To teach eight Clinical Officers in Anaesthesia (COA) students at UTH and a class of medical students at the University of Zambia without any guidance and curriculum was no easy task. The book Clinical Anesthesia Procedures of the Massachusetts General Hospital served as a rough guide for the 60 lectures I gave during my three-month stay. But real success was only reached in the operating theater, where I could prove that theory to be an instrument for better and safer anesthesia for the patients.

I left Lusaka with a good feeling of accomplishment and an assurance that a local leader would be in place upon my return in January 1996. This promise was not to be fulfilled. Upon my arrival in January, I found no changes had taken place, and without academic anesthesia faculty, little teaching had been given in anesthesiology since my 1995 visit.

From January until April 1996, I volunteered again at UTH. I again supervised one operating room every day and gave lectures in the afternoon. I used the method that I had developed during the previous year's tour, but I think the real impact of my presence was my function as a role model. Anesthesia records and regular measurement of vital signs had been uncommon, but once I had located the storage place for blank anesthesia records, the students enthusiastically helped me fill them out during the cases I supervised.

Without anesthesia leadership, conditions at the Zambian program have declined compared to 1993. For OTP to continue to function in this environment, we would need six to eight seasoned volunteers who in turn could serve a longer period, e.g., for three to six months each. However, this is currently unrealistic and contradicts the stated goal: to encourage the autonomy and self-determination of these functional but otherwise limited programs and likewise, to dissuade their dependency on volunteers for service.

Thus, the OTP at UTH was terminated April 2, 1996, when I left Lusaka. But this should not be considered a failure on the part of the OTP. OTP is still needed in Lusaka, but it cannot function without local leadership.

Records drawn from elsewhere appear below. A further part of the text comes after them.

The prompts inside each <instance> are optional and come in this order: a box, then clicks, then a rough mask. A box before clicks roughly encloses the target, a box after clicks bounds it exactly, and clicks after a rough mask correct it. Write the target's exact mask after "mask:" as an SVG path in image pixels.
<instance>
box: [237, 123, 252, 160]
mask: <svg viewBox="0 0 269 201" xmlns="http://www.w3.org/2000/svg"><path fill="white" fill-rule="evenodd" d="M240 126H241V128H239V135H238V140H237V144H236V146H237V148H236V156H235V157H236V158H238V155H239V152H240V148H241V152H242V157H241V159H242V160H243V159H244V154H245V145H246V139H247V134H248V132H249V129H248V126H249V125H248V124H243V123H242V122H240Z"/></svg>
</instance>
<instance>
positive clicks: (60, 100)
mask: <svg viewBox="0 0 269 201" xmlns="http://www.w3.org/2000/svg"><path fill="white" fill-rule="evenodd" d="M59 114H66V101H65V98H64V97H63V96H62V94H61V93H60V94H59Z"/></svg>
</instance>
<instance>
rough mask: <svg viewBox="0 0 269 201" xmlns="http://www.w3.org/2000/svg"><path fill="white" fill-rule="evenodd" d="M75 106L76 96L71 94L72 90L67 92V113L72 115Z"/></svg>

We have made a giant contribution to anesthesia education in Zambia, but I find it sad that there is no incentive for a medical student to take on postgraduate anesthesia education in a country of 7 million people, where currently there are less than 10 anesthesiologists. Without long-term direction from a credible local anesthesiologist, postgraduate training programs such as the M. Med. Anaesthesia program stand little chance in development.

I feel it was fantastic to have had the privilege to be able to function in two so vastly different anesthesia communities. After this trip and my reading of Conrad's The Heart of Darkness and Goulet's The Uncertain Promise, I began to understand Africa, and it will be a lifelong love for me.

May it be known that I regret to be asked about my vacation in Zambia and also that I have seen more big game in St. Louis than Zambia.

* After extensive site re-evaluation and attempts at assisting the Zambians' recruitment of long-term indigenous leadership at UTH, the OTP decided this year to terminate its teaching support there. Further consideration toward involvement of the OTP at UTH will depend on implementation of certain responsibilities specified in the OTP Statement of Agreement.

Carl H. Nielsen, M.D., is Associate Professor of Anesthesiology at the Washington University School of Medicine, St. Louis, Missouri.